Lead author Adam Bachstetter, Ph.D., associate professor of neuroscience at the UK College of Medicine: "These studies examine why sleep and daily biological rhythms become disrupted in Alzheimer's disease, and whether those disruptions are influenced by both the outside environment and inflammation inside the brain."
An accompanying editorial in *SLEEP* characterized artificial light at night as a modifiable environmental variable acting through circadian and neuroimmune pathways.
Inflammation, not amyloid, as the proximate driver
The second study, published in *Alzheimer's & Dementia*, tracked sleep, activity rhythms, cognition, and inflammatory signaling longitudinally. Critical timing: disrupted sleep and fragmented rhythms surfaced in midlife — before major memory deficits appeared.
The team then administered MW151, a compound developed by Linda Van Eldik, Ph.D., that targets excessive glial inflammatory signaling. Results:
- Sleep architecture improved.
- Daily rhythms normalized.
- Amyloid levels did not change.
Bachstetter: "We now know that sleep can be improved without reducing amyloid. This finding separates sleep disruption from amyloid load and points to neuroinflammatory signaling as a modifiable driver of poor sleep in Alzheimer's-related pathology."

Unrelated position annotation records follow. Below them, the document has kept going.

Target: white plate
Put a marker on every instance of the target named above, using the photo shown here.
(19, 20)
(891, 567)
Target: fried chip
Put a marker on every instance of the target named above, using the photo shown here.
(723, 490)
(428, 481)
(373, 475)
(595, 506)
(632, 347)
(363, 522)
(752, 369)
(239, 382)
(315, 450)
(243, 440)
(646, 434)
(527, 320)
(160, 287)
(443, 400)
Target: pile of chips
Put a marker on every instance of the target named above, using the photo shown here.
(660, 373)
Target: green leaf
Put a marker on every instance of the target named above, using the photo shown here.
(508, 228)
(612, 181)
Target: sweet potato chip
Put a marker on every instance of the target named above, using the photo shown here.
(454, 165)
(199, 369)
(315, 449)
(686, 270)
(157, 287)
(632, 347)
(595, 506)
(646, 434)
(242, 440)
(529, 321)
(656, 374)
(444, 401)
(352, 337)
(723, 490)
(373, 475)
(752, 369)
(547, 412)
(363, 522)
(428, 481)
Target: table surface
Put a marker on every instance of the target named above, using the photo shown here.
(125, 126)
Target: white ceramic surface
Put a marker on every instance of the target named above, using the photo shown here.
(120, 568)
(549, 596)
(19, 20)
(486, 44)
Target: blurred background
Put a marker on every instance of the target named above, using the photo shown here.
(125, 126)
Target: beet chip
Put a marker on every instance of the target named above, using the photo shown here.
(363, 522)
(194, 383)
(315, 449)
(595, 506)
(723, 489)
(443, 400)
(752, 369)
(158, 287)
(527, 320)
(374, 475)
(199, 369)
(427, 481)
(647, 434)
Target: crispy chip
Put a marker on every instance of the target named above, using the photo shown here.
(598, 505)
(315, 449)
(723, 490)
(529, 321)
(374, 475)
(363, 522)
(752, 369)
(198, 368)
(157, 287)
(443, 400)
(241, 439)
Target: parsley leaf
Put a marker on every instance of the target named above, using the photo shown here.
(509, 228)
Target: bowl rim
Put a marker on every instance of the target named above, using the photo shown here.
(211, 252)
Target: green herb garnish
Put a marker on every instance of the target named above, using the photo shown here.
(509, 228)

What the data actually licenses
Two variables, both preclinical, now warrant quantification:
- Ambient light exposure during the pre-sleep window. The study's "dim light" condition was matched to real-world sources — TVs, phones, hallway fixtures, streetlights. Replication in human sleep architecture is the missing link.
- Sleep fragmentation as a longitudinal biomarker. In the models, rhythm disruption preceded cognitive decline by a measurable interval. Whether the same lag holds in humans is unknown.
MW151 efficacy data in human populations remains pending. The mechanistic signal is clean; the clinical translation is not.